One way to mitigate this is by getting home owners insurance, though there are cool down periods that make the buyer wait up to three months to use it for emergencies. However, depending on the emergency, the repairs may not be covered by home owner’s insurance.
Property Taxes and Insurance Will Change
First-time homeowners often believe their monthly payment will stay the same forever. But property taxes adjust annually, and insurance premiums can increase with market changes or claims.
Property taxes are adjusted due to county assessments, mill rates, and rising home values — and insurance premiums often increase as well. While these changes don’t happen right away, it is definitely important for loan officers to disclose this fact throughout the escrow process so buyers aren’t surprised.
The Mistakes Almost Everyone Makes Their First Time
Even the smartest, most prepared adults are not rehearsed in the home buying process until they have bought a house themselves. Buying a home has many requirements when getting a loan, and there are mistakes the typical first time home buyer will make without realizing it.
Shopping for Houses Before Shopping for a Lender
Not getting pre-approved, or choosing the wrong lender, can cost you thousands. Without a preapproval, an offer cannot be written on a home, potentially putting the buyer at risk of losing the home they have their sights set on.
Shopping around for a good lender is important, since many companies sell you on customer service rather than expertise, accuracy, discounts and rates. While customers might see a five star rating on the loan officer they’re thinking of using, many don’t realize that reviews can be bought and coerced.
The fine print is the most important aspect of finding a loan officer, as well as being proactive in finding any discounts to ensure the buyer saves as much money as possible. Buyers are encouraged to negotiate loan offers, since this can save them thousands of dollars over the course of their loan.
Since many home buyers are new to the process, it never occurs to them that loan companies might be preying on their incompetence, hoping to gain their business without saving the buyer any money after the transaction has ended. That's money most buyers don’t know they’re leaving on the table.
Forgetting That “Approved” Doesn’t Mean “Affordable”
A lender might approve you for $450,000, but that doesn’t mean you can comfortably live at that price. The price a person is approved for varies, though it is up to the loan officer to help the buyer find a price that is reasonable monthly over the course of the loan, since the majority of home buyers who use a loan sign to have the rate for 30 years.
Experts say that being approved for a mortgage does not guarantee that the payment fits your financial reality, as a realistic budget includes buffer money for savings, emergencies, utilities, groceries, commuting, and lifestyle—not just mortgage and insurance.
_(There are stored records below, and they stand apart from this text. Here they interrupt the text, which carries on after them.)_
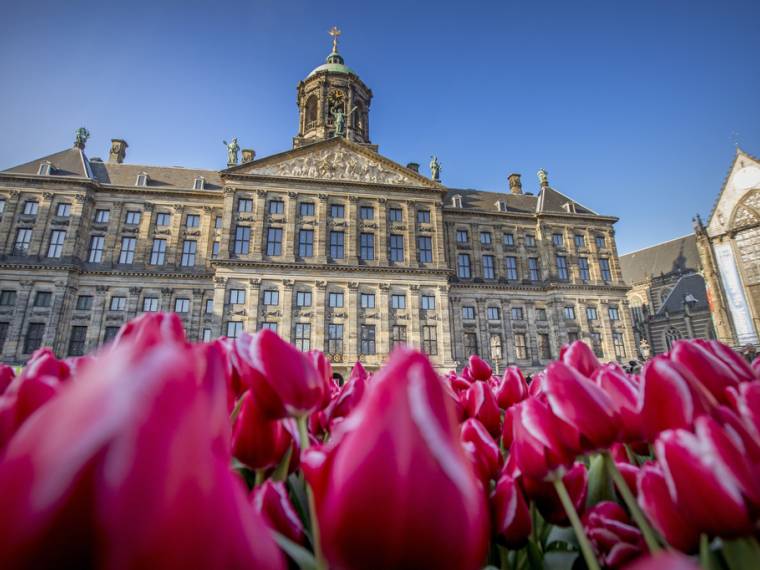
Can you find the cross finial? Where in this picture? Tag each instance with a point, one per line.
(334, 32)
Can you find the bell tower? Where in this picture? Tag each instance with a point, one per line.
(333, 102)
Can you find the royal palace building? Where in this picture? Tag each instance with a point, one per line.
(330, 243)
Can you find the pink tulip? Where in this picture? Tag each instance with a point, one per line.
(283, 380)
(479, 368)
(482, 450)
(121, 470)
(579, 402)
(660, 508)
(512, 388)
(614, 537)
(579, 355)
(480, 403)
(395, 489)
(270, 499)
(510, 517)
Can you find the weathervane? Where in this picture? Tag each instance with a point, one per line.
(334, 32)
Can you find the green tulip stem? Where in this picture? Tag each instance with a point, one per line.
(303, 433)
(649, 536)
(572, 514)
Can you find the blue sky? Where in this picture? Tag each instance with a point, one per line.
(631, 106)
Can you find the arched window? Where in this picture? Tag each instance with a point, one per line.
(671, 335)
(311, 112)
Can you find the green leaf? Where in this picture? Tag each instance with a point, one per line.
(599, 482)
(298, 553)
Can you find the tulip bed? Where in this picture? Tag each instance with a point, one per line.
(156, 452)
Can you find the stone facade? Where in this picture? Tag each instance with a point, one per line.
(729, 248)
(337, 247)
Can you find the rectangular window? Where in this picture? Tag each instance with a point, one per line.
(488, 272)
(470, 343)
(336, 245)
(96, 249)
(274, 241)
(127, 254)
(334, 339)
(544, 348)
(367, 247)
(181, 305)
(189, 248)
(57, 237)
(425, 249)
(77, 340)
(63, 210)
(583, 268)
(33, 339)
(306, 243)
(30, 208)
(158, 252)
(43, 299)
(367, 339)
(102, 216)
(23, 239)
(367, 213)
(367, 300)
(510, 265)
(306, 208)
(521, 348)
(430, 340)
(271, 298)
(398, 336)
(604, 265)
(562, 268)
(463, 266)
(245, 205)
(237, 296)
(242, 243)
(234, 328)
(303, 337)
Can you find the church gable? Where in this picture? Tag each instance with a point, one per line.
(336, 160)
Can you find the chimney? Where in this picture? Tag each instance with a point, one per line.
(118, 151)
(515, 185)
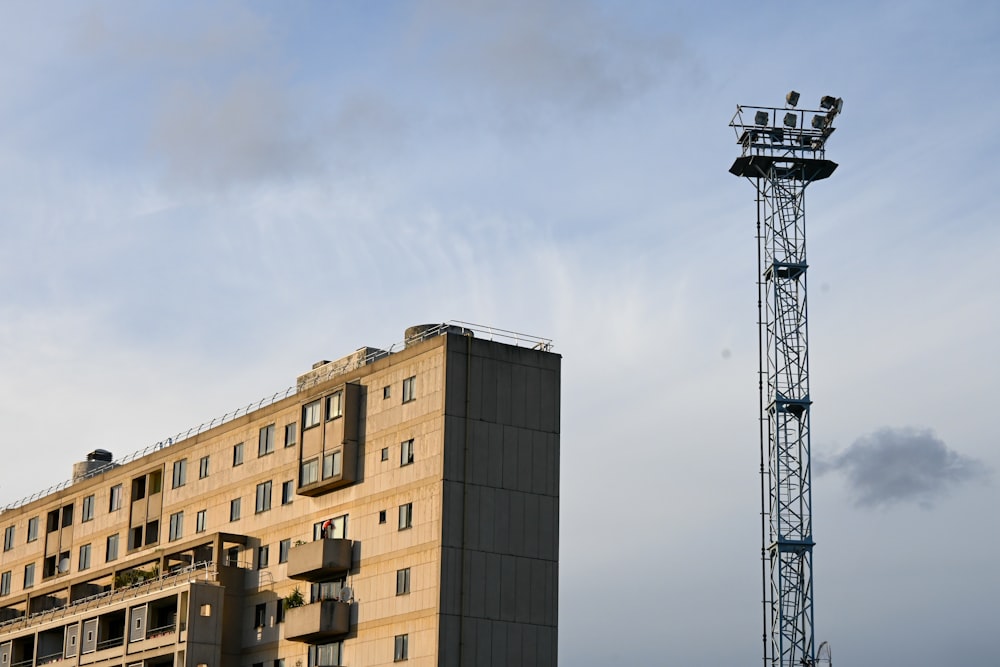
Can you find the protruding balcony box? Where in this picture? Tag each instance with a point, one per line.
(318, 621)
(322, 559)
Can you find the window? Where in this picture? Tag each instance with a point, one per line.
(84, 562)
(402, 649)
(335, 405)
(406, 452)
(263, 497)
(326, 655)
(403, 581)
(199, 521)
(331, 529)
(176, 526)
(409, 389)
(263, 556)
(180, 473)
(405, 516)
(310, 472)
(310, 415)
(332, 464)
(116, 498)
(265, 443)
(284, 546)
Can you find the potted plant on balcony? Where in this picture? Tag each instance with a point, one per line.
(294, 599)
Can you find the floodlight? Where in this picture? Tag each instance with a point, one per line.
(828, 102)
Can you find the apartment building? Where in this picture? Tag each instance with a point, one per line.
(393, 506)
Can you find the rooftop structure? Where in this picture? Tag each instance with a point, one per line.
(394, 505)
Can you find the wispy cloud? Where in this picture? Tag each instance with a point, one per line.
(901, 465)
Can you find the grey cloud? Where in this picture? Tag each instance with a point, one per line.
(242, 132)
(901, 465)
(546, 53)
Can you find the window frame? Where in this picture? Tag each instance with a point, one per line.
(179, 476)
(410, 389)
(401, 648)
(176, 530)
(406, 453)
(403, 581)
(265, 441)
(262, 497)
(405, 516)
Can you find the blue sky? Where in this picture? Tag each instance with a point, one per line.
(197, 201)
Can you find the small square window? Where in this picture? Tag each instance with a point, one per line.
(310, 414)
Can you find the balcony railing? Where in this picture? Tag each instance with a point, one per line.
(318, 560)
(204, 571)
(318, 621)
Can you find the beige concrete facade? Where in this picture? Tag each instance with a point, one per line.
(437, 468)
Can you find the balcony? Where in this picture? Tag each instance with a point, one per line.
(322, 559)
(318, 621)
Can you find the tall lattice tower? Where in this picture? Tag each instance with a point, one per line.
(782, 151)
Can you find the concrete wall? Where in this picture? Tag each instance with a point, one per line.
(500, 544)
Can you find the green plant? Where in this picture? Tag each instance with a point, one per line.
(294, 599)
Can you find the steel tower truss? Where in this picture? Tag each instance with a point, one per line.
(781, 155)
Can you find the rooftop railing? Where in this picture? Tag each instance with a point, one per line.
(476, 330)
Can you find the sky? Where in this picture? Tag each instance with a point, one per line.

What Truly Matters When Buying Your First Home
After helping countless first-time buyers, real estate pros almost unanimously agree on this: the things that truly matter aren’t the flashy features. Location, long-term affordability, and equity are essential for a first time home buyer to prioritize, as well as the affordability of the purchase itself.
Buying your first home doesn’t have to be overwhelming. When you know the truth about the real costs, the real risks, and the real priorities, you protect yourself long-term.
A great real estate agent, a trustworthy lender, and a clear plan can make your first major move not just successful, but empowering.
Whether your home is a stepping stone or the place you plan to grow old, the most important thing to remember is that you deserve to walk into homeownership informed, confident, and in control.